There’s a microSD slot for loading your own legally-obtained ROMs, a USB-A port on the back for hooking up a real keyboard or joystick when the d-pad isn’t cutting it, USB-C for charging, and a 3.5mm headphone jack. The C64 version handles both PAL and NTSC variants, while the Spectrum covers everything from the 16K up through the 128K and beyond.
The Game Lists Are the Real Pitch
Each handheld ships with 25 preloaded games, and the curators clearly did their homework. The Spectrum side gets the canon: Manic Miner, Head Over Heels, Skool Daze, The Great Escape, Switchblade, and Starquake. Basically the playlist you’d hand a friend trying to understand what was so great about the thing in the first place.

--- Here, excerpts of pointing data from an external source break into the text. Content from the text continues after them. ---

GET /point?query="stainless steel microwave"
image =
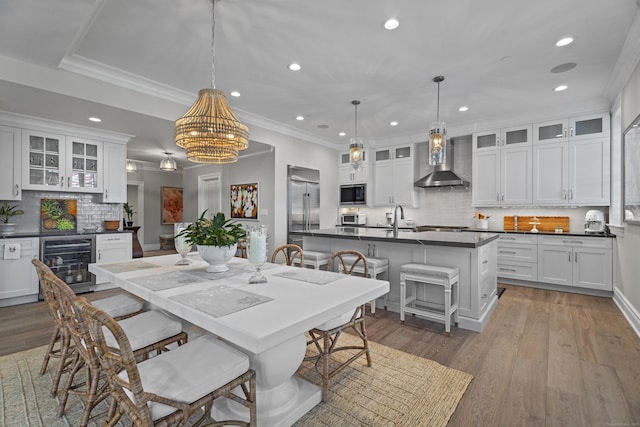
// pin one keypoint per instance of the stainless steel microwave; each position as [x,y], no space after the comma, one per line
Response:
[353,195]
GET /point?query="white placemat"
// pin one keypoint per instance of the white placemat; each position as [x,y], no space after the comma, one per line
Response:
[169,280]
[221,300]
[123,267]
[317,277]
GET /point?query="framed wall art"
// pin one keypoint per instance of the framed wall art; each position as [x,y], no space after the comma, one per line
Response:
[244,201]
[171,205]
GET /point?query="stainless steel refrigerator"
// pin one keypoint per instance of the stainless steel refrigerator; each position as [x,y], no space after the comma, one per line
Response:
[303,199]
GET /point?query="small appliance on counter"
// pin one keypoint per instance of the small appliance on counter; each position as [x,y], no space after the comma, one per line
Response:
[594,222]
[356,218]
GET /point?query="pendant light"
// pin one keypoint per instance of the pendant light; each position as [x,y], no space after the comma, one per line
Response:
[168,164]
[437,134]
[356,148]
[209,131]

The C64 lineup goes deeper into the cult corners with Speedball 2: Brutal Deluxe, Paradroid, Boulder Dash, Aztec Challenge, and Nebulus, alongside Bruce Lee (renamed “Lee” for legal reasons, which is an extremely 2026 problem to have with a 1984 game). Both lists mix the classics with newer indie titles built specifically for these platforms, a nice touch and a reminder that the C64 and Spectrum scenes never really died.
Spec Sheet
Brand: Blaze Entertainment / Retro Games Ltd
Models: The C64 Handheld, The Spectrum Handheld
Screen: 4.3″ IPS (800×480)
Processor: Quad-core 1.2GHz
Memory: 256MB DDR
Battery: 2,000mAh (3+ hours)
Dimensions: 5.35 x 1.02 x 3.39 inches
Weight: 0.52 lbs (235g)
Connectivity: USB-C, USB-A, 3.5mm headphone jack, microSD
Preloaded Games: 25 per device
Pricing & Availability
Both handhelds are available for pre-order now at $129.99, with shipping slated for October 15, 2026. Collector’s Editions, limited to 2,000 units each, run $149.99 and add a hard-shell carry case plus an exclusive print magazine: Crash for the Spectrum, ZZAP! 64 for the C64. Head over to Funstock to lock in a pre-order.
Recap
The C64 Handheld & The Spectrum Handheld
Blaze Entertainment and Retro Games Ltd reimagined two of the most iconic 1980s home computers as Game Boy-style clamshell handhelds, each preloaded with 25 classic games and ready to load more via microSD.